From: Robert Watson <rwatson_at_FreeBSD.org> Date: Sun, 30 Dec 2007 13:11:29 +0000 (GMT) · This archive was generated by hypermail 2.4.0 : Wed May 19 2021 - 11:39:24 UTC

Dear all,

I've received a few textdump-related questions that I thought I'd share my 
answers to.

(1) What information is in a textdump?

The textdump is stored as a tarfile with several subfiles in it:

config.txt - Kernel configuration, if compiled into kernel
ddb.txt - Captured DDB output, if present
msgbuf.txt - Kernel message buffer
panic.txt - Kernel panic message, if there was a panic
version.txt - Kernel version string

It is easy to add new files to textdumps, so if there's some easily 
extractable kernel state that you feel should go in there, drop me an e-mail 
and/or send a patch.

(2) Is there any information in a textdump that can't be acquired using kgdb 
and other available dump analysis tools?

In principle no, as normal dumps include all kernel memory, and textdumps 
operate by inspecting kernel memory using DDB, capturing only small but 
presumably relevant parts.  However, there are some important differences in 
approach that mean that textdumps can be used in ways that regular dumps can't 
easily be:

- DDB textdumps are very small.

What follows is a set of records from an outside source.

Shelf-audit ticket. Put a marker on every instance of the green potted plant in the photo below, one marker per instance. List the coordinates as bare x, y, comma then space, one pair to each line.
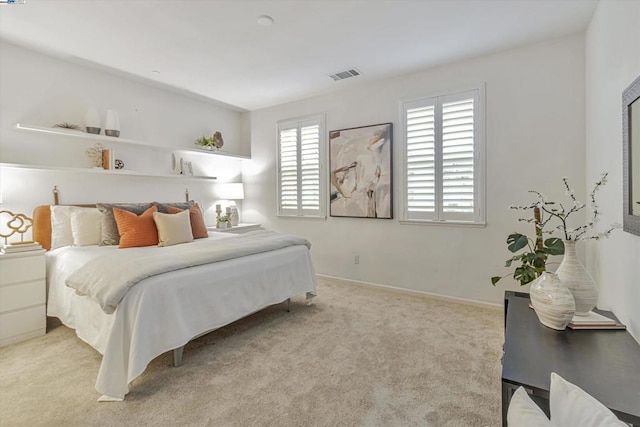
532, 262
214, 141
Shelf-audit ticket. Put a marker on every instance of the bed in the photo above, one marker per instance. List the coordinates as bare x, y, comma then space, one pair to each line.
164, 311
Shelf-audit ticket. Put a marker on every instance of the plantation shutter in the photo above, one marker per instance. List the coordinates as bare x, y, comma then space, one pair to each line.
289, 171
458, 156
420, 139
441, 158
310, 169
299, 183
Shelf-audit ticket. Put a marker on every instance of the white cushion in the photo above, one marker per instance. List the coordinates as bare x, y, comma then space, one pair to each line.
173, 228
523, 412
573, 407
86, 226
61, 226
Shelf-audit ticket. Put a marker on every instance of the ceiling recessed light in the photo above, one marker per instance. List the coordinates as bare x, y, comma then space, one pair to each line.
265, 20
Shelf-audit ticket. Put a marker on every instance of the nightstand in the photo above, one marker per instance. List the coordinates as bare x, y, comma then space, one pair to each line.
22, 296
242, 227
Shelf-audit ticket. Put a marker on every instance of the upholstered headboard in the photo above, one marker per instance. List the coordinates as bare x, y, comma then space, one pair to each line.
41, 230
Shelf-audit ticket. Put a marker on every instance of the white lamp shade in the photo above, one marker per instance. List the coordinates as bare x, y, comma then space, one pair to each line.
112, 122
230, 191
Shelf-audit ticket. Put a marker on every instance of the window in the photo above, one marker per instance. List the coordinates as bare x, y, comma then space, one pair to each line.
301, 188
444, 158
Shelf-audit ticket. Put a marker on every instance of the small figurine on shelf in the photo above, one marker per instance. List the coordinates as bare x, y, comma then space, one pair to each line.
95, 153
223, 222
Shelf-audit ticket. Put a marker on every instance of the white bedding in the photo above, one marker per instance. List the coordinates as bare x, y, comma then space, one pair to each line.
107, 279
164, 312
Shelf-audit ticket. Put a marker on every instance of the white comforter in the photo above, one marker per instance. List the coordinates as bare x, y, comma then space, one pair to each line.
106, 280
165, 311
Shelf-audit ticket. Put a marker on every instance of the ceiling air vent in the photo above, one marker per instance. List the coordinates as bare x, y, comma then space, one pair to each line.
352, 72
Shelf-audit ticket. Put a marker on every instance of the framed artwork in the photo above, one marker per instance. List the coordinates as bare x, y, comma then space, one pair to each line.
360, 172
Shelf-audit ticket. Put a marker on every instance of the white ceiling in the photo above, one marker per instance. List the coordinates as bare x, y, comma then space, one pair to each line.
215, 48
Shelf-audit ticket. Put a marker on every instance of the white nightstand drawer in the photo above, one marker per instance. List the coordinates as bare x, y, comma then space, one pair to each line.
24, 269
30, 321
14, 297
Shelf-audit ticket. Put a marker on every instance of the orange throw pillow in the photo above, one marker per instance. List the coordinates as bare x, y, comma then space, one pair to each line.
198, 227
136, 230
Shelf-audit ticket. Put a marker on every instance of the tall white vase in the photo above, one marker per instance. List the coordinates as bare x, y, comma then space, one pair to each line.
552, 301
573, 274
92, 120
112, 124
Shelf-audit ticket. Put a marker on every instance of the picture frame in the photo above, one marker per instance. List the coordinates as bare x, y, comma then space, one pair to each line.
631, 158
360, 172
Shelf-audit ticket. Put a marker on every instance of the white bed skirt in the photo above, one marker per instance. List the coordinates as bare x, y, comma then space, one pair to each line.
164, 312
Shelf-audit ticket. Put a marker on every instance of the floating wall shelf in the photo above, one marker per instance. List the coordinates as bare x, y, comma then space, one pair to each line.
114, 172
124, 141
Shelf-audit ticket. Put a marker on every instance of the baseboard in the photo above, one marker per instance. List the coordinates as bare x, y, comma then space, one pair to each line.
448, 298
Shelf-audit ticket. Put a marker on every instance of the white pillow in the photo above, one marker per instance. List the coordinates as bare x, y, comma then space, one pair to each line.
86, 226
573, 407
61, 226
523, 412
173, 228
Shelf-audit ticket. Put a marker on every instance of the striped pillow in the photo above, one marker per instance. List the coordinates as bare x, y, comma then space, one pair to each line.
136, 230
198, 227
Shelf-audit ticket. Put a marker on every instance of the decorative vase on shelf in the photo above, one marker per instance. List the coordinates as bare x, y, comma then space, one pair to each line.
233, 214
112, 124
552, 301
575, 277
92, 120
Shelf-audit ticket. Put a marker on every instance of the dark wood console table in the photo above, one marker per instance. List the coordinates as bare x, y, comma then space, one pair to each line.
605, 364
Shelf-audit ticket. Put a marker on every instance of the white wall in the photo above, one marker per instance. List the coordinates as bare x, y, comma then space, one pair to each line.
41, 90
535, 135
612, 63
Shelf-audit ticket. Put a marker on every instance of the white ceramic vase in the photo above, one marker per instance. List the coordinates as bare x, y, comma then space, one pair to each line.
233, 215
112, 124
552, 301
92, 120
573, 274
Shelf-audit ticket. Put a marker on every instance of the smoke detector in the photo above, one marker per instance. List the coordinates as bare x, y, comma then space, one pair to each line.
341, 75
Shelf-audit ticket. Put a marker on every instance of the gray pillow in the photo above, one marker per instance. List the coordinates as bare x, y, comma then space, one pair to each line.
162, 207
110, 234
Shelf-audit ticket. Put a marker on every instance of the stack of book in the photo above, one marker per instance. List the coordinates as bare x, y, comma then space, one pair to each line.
594, 321
20, 247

Including a full debugging session, kernel 
message buffer, and kernel configuration, my textdumps are frequently around 
100k uncompressed. This makes it possible to use them on very small machines, 
store them for an extended period, e-mail them around, etc, in a way that you 
can't currently do with kernel memory dumps. This improved usability will 
(hopefully) improve our bug and crash management.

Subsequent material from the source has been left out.